Mit einer Ablöse von 40 Millionen Euro ist Javi Martínez noch immer der teuerste Neuzugang der Bundesliga-Geschichte. Als Sechser leistete der Spanier in seinem ersten Jahr beim FC Bayern vorzügliche Arbeit auf dem Weg zum Triple-Gewinn 2013. Seitdem wird er bevorzugt in der Innenverteidigung eingesetzt. Eine Position, auf der immense Konkurrenz herrscht.

Durch die Verpflichtung von Mats Hummels im Sommer komplettierte der FCB das Innenverteidiger-Duo der deutschen Nationalmannschaft. Da Jérôme Boateng in der abgelaufenen Hinrunde aber häufiger verletzungsbedingt ausfiel, kam Martínez auf stattliche 19 Pflichtspieleinsätze. Eine Anzahl, die sich mit Boatengs Rückkehr und der angepeilten Sommer-Verpflichtung von Niklas Süle reduzieren könnte. Der abwanderungswillige Holger Badstuber soll zudem nur verliehen werden. Ein Indiz dafür, dass man das verletzungsanfällige Eigengewächs noch nicht aufgegeben hat.

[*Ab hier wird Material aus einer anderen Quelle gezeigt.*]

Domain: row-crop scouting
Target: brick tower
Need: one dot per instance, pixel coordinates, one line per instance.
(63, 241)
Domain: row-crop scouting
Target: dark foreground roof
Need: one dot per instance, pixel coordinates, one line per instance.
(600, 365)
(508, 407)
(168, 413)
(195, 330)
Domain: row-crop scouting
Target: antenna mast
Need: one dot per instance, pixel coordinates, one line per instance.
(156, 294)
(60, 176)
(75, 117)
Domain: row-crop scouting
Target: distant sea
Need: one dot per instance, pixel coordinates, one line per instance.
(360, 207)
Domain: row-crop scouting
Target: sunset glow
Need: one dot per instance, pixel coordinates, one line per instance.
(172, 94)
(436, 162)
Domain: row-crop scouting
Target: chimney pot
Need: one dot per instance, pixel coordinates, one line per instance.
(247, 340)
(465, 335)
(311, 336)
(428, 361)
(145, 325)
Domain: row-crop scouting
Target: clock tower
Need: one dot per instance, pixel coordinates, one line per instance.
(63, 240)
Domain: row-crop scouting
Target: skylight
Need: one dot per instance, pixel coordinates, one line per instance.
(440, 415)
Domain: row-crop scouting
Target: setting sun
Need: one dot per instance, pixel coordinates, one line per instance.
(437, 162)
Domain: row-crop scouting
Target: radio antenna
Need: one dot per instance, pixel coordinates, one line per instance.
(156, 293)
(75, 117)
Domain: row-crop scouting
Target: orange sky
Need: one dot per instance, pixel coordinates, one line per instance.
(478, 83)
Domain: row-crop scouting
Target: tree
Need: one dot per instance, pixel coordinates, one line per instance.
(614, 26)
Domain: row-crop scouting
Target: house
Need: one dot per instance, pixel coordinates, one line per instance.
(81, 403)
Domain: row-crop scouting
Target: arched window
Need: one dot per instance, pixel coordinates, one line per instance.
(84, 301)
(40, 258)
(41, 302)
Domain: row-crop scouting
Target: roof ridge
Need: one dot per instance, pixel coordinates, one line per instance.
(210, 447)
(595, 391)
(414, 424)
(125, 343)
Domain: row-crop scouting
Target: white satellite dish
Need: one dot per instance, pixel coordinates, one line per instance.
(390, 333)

Auch Martínez hat von den Transferplänen der Bosse Wind bekommen und überdenkt nun seine Zukunft an der Säbener Straße. Wie FT aus dem Umfeld des Spielers erfuhr, spukt im Kopf des 18-fachen Nationalspielers der Gedanke an eine Rückkehr in seine spanische Heimat umher. Die erhöhte Konkurrenzsituation befeuert diesen zusätzlich.

Martínez statt Vallejo?

Um sich sportlich nicht zu verschlechtern, kommen bei einer Rückkehr nach Spanien freilich nur sehr wenige potenzielle Abnehmer infrage. Einer davon wurde über Martínez Abwanderungsgedanken bereits in Kenntnis gesetzt. FT erfuhr, dass ein Mittelsmann Martínez‘ Situation den Bossen von Real Madrid detailliert geschildert hat.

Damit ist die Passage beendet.